Asparagus burchellii

Scientific classification
- Kingdom: Plantae
- Clade: Tracheophytes
- Clade: Angiosperms
- Clade: Monocots
- Order: Asparagales
- Family: Asparagaceae
- Subfamily: Asparagoideae
- Genus: Asparagus
- Species: A. burchellii
- Binomial name: Asparagus burchellii Baker

= Asparagus burchellii =

- Authority: Baker

Species of shrub

Asparagus burchellii, is a shrub of the Asparagus genus, that is indigenous to dry scrub vegetion in the southern Cape region, South Africa.

==Description==
A perennial erect, spreading or climbing shrub, which can reach 3 m in height.
The stems are twining, zig-zagged and end in spines. The stem surface is smooth and faintly ridged, initially a purple-brown colour, later fading to grey.

The zig-zagged branches and the spines are reflexed or downturned, and the branches then curve outwards (unlike those of Asparagus suaveolens).

Groups of straight-to-curved, reflexed, 5 mm spines radiate from each node along the stem. These spines are in groups of 3, 5 or 7, and the lateral ones usually have growth nodes on them (unlike the smooth spines of Asparagus capensis).

Groups of extremely small (maximum 3 mm long) leaves radiate from each node on the branches. The leaf clusters are spreading or ascending.
Each leaf is cylindrical, tapering at both ends.

The white flowers appear in autumn, on stalks (unlike the sessile flowers of Asparagus capensis) and are very fragrant.
The fruits are extremely small berries (3 mm) that do not change colour when they ripen (i.e. they stay green).

=== Related species ===
This species is part of a group of closely related southern African Asparagus species, that are all erect-spreading shrublets with non-tuberous roots and woody stems.
These species have fascicled spines that are axial in origin (modified branch-tips). Their branchlets and small cylindrical leaves are also fascicled (appearing in groups or tufts).

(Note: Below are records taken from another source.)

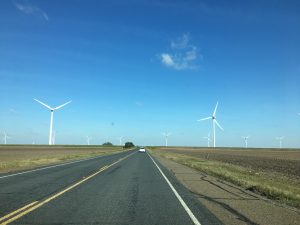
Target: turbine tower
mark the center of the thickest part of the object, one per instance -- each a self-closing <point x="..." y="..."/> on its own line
<point x="246" y="140"/>
<point x="120" y="139"/>
<point x="88" y="139"/>
<point x="5" y="137"/>
<point x="208" y="139"/>
<point x="51" y="116"/>
<point x="166" y="135"/>
<point x="214" y="122"/>
<point x="280" y="141"/>
<point x="53" y="138"/>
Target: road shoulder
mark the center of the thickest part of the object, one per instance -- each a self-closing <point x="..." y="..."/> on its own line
<point x="229" y="203"/>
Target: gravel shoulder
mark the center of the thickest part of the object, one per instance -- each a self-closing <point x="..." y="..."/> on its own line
<point x="229" y="203"/>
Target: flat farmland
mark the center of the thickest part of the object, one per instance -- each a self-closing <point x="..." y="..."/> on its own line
<point x="286" y="162"/>
<point x="274" y="173"/>
<point x="14" y="158"/>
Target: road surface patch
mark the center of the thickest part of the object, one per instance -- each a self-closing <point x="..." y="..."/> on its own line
<point x="184" y="205"/>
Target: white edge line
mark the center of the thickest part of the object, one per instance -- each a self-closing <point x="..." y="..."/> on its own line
<point x="184" y="205"/>
<point x="48" y="167"/>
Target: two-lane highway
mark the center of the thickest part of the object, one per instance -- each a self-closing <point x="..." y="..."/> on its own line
<point x="124" y="188"/>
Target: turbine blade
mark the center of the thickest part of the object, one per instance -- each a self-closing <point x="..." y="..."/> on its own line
<point x="43" y="104"/>
<point x="207" y="118"/>
<point x="215" y="109"/>
<point x="58" y="107"/>
<point x="218" y="124"/>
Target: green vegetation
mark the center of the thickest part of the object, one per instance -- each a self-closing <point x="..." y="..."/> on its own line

Other species in this group include the widespread Asparagus suaveolens and Asparagus capensis, the coastal Asparagus mariae of Agulhas, Asparagus flavicaulis, Asparagus stipulaceus and Asparagus spinescens.

==Distribution==
This species occurs in the Eastern Cape Province and the Western Cape Province as far west as Stellenbosch. It is common in scrub, renosterveld and karoo vegetation.